Marcus era la obra de Kate Niemeyer ¿ Quieres jugar conmigo? Valía doce mil euros y no confiaba en ser vendido. El último en marcharse era él. Ningún técnico lo ayudaba, nadie se acercaba para quitarle el penacho de plumas: tenía que irse solo. La mano con que sostenía la Nada le dolía un poco. El brazo también.

Au revoir, Habib.

Au revoir, señor Weiss.

Apartó los pies descalzos pintados de bronce y negro del reluciente camino de la aspiradora de Habib. Se llevaba muy bien con el encargado de la limpieza de aquella planta. Habib había vivido en Aviñón antes de trasladarse a Munich, y Weiss, que conocía y admiraba aquella ciudad (estuvo expuesto en dos ocasiones en una galería a orillas del Ródano), disfrutaba invitando al marroquí a cerveza y cigarrillos y perfeccionando su francés. Además, el gran Habib practicaba meditación zen: nada mejor que eso para hacer buenas migas con Marcus. Compartían libros y pensamientos.

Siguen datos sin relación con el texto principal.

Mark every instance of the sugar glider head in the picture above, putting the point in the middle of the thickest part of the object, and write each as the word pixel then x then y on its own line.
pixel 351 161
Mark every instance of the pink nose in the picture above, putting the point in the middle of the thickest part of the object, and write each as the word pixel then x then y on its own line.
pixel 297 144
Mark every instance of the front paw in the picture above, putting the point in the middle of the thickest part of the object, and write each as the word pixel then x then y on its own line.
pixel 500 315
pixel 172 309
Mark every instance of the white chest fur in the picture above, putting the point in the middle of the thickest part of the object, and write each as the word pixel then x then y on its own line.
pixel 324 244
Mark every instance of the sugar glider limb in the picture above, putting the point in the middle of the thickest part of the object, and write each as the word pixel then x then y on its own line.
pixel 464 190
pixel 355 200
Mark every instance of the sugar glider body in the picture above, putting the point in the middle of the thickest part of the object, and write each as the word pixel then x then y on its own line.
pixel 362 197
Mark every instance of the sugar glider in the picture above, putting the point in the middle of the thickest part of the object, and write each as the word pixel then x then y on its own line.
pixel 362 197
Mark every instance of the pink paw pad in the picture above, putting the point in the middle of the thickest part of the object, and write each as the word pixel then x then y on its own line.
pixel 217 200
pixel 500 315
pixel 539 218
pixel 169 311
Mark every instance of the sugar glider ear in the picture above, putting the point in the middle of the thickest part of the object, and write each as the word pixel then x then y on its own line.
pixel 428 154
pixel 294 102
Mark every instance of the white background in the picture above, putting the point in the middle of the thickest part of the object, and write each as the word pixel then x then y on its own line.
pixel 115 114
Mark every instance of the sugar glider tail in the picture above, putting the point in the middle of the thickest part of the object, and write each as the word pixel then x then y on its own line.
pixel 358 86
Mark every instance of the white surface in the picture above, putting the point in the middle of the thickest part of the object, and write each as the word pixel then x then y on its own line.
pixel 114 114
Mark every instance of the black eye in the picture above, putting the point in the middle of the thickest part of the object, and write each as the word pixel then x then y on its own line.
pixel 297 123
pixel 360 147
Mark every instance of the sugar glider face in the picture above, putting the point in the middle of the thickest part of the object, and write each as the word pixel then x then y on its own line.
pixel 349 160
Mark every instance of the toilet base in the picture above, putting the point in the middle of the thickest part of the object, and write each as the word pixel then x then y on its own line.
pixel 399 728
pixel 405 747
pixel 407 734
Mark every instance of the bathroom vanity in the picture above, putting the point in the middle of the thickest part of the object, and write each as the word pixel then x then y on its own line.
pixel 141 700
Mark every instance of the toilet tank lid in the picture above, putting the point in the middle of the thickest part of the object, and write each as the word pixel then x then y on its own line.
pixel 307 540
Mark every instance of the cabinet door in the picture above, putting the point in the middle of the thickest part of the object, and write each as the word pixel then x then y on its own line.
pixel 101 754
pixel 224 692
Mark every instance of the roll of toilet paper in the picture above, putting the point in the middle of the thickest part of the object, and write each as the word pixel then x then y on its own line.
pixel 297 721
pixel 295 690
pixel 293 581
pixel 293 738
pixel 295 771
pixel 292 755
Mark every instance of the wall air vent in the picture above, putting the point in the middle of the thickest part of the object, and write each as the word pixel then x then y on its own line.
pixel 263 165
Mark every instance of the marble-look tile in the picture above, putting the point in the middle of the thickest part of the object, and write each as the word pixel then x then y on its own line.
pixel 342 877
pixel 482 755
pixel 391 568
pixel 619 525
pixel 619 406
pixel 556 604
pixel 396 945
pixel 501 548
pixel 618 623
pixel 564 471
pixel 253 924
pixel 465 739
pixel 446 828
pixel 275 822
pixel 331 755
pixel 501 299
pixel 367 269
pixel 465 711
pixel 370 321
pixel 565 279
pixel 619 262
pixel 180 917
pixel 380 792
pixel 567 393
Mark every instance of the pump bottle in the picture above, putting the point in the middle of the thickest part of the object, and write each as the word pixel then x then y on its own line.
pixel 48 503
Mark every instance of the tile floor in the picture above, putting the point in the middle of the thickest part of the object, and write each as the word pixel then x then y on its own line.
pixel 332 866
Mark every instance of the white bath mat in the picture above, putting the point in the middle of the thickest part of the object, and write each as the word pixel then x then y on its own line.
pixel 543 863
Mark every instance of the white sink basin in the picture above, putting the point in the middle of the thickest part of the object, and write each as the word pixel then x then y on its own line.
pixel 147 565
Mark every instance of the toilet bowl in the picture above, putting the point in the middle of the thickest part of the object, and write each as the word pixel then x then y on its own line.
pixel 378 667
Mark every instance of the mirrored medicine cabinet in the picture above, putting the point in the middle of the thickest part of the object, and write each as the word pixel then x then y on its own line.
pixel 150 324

Pero aquella noche sólo se dirigió a Habib para despedirse. Tenía prisa.

¿Estaría esperándolo ella? Pensaba que sí, no se atrevía a suponer lo contrario. Se habían conocido la tarde anterior, pero Marcus poseía suficiente experiencia para saber que aquella muchacha no era de las que se toman las cosas a broma. Fuera quien fuese y quisiera lo que quisiese de él, Brenda iba en serio.

Bajó la escalera hasta el cuarto de baño de la segunda planta. Sieglinde, que era Dr í ada, de Herbert Rinsermann, ya había llegado y se encorvaba sobre el lavabo cuando Marcus entró. Tenía la cabeza bajo el grifo y se frotaba el pelo con fuerza. Su atlética figura era un arco de carne sin átomo de grasa. Las falsas ramas de zarzamora que la envolvían en el cuadro se apoyaban en la pared, adornadas de puntos rojos, gotas de sangre artificial. En su tobillo izquierdo se retorcía la complicada firma de Rinsermann. Marcus y Sieglinde se habían conocido dos años antes durante unas clases de Ludwig Werner para lienzos de todas las edades en Berlín. Desde entonces eran amigos. Y ahora habían vuelto a coincidir en la galería Max Ernst.

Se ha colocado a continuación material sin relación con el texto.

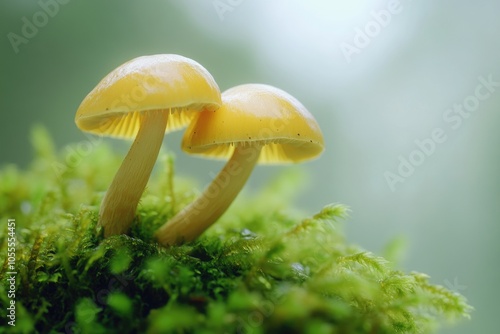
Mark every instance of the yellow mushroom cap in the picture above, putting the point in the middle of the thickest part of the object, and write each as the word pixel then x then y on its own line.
pixel 256 114
pixel 158 82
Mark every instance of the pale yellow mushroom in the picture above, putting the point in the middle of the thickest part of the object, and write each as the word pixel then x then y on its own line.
pixel 255 124
pixel 143 99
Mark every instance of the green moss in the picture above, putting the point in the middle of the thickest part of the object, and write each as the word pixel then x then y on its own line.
pixel 258 270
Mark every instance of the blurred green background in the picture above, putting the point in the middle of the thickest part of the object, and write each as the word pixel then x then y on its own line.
pixel 407 64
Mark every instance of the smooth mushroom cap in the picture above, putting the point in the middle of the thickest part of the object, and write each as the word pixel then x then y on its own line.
pixel 256 123
pixel 256 114
pixel 157 82
pixel 143 98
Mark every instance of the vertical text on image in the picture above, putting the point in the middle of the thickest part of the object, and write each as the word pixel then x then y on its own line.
pixel 11 273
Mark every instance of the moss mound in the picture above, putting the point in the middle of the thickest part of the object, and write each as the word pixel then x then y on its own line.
pixel 259 270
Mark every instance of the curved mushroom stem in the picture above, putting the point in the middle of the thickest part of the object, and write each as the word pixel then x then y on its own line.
pixel 120 202
pixel 194 219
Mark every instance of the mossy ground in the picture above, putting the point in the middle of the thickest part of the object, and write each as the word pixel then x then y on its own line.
pixel 258 270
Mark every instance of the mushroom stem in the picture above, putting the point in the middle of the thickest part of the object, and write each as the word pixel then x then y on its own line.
pixel 120 202
pixel 194 219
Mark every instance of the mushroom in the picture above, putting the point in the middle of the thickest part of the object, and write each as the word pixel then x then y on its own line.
pixel 143 98
pixel 256 123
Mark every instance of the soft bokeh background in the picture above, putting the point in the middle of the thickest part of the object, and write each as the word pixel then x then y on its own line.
pixel 372 107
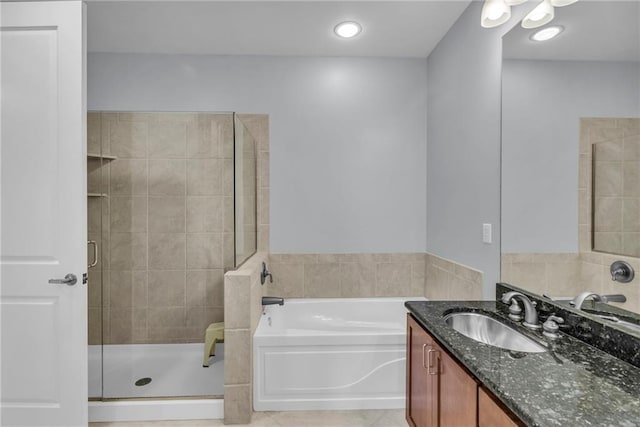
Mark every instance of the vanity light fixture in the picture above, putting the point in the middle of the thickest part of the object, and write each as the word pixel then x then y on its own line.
pixel 562 3
pixel 347 30
pixel 494 13
pixel 541 15
pixel 547 33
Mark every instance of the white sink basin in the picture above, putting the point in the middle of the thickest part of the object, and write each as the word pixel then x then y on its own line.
pixel 488 330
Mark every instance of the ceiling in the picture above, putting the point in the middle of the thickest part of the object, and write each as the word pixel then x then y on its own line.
pixel 594 31
pixel 390 28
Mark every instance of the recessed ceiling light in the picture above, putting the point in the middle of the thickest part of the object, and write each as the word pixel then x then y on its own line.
pixel 547 33
pixel 348 29
pixel 541 15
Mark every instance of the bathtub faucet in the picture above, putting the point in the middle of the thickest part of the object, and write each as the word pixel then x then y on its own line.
pixel 272 301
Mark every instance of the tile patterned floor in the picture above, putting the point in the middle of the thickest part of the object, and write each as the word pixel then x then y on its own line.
pixel 374 418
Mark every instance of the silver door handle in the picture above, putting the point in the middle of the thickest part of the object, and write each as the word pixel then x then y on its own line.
pixel 70 279
pixel 95 253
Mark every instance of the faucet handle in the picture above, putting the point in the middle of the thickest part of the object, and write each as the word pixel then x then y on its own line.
pixel 515 312
pixel 550 327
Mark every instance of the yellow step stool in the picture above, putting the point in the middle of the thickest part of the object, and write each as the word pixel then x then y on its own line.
pixel 214 334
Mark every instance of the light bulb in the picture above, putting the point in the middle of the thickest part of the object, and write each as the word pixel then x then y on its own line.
pixel 547 33
pixel 494 13
pixel 348 29
pixel 541 15
pixel 561 3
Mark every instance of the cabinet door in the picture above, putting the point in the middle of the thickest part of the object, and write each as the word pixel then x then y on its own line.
pixel 457 391
pixel 491 414
pixel 421 405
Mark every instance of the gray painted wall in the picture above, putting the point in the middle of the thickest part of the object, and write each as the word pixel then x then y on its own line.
pixel 347 136
pixel 463 143
pixel 542 104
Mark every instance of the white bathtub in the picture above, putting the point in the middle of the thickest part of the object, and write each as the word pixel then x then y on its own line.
pixel 315 354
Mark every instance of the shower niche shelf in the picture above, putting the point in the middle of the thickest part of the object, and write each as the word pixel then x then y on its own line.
pixel 92 156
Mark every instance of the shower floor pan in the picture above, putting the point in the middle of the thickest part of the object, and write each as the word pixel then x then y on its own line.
pixel 175 370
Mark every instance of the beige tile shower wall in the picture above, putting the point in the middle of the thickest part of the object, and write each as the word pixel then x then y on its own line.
pixel 596 277
pixel 243 308
pixel 346 275
pixel 169 226
pixel 617 227
pixel 448 280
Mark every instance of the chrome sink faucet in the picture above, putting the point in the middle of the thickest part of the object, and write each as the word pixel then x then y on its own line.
pixel 530 313
pixel 579 300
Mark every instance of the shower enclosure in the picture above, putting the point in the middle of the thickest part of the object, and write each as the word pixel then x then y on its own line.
pixel 171 208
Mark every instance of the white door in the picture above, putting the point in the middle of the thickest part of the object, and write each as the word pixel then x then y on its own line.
pixel 43 231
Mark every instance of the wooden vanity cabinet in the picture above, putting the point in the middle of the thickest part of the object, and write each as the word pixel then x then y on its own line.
pixel 441 393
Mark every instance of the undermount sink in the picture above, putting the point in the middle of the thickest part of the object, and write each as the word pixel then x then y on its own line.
pixel 488 330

Marcus se inclinó junto a ella, cuidando de no estropear su penacho de plumas, y habló con voz cavernosa.

– Buenas tardes.

El rostro de Sieglinde emergió del agua repujado de perlas diminutas.

– ¡Hola, Marcus! ¿Qué tal te ha ido?

– No demasiado mal -sonrió enigmáticamente mientras se quitaba la corona.

– Muy contento te veo hoy. ¿Acaso te han comprado?

– Ni lo sueñes.

– ¿Otro original en perspectiva, entonces?

– Quizá.

Sieglinde giró hacia él y apoyó manos y glúteos en el borde del lavabo. Su pelo corto era un húmedo yelmo de oro. Miraba a Weiss con toda la burla de sus diecinueve años de edad.

– Vaya, me alegro. Ya estaba harta de verte pintado de bronce. ¿Y se puede saber quién es el artista que quiere pasar a la posteridad haciendo algo con usted, señor Weiss?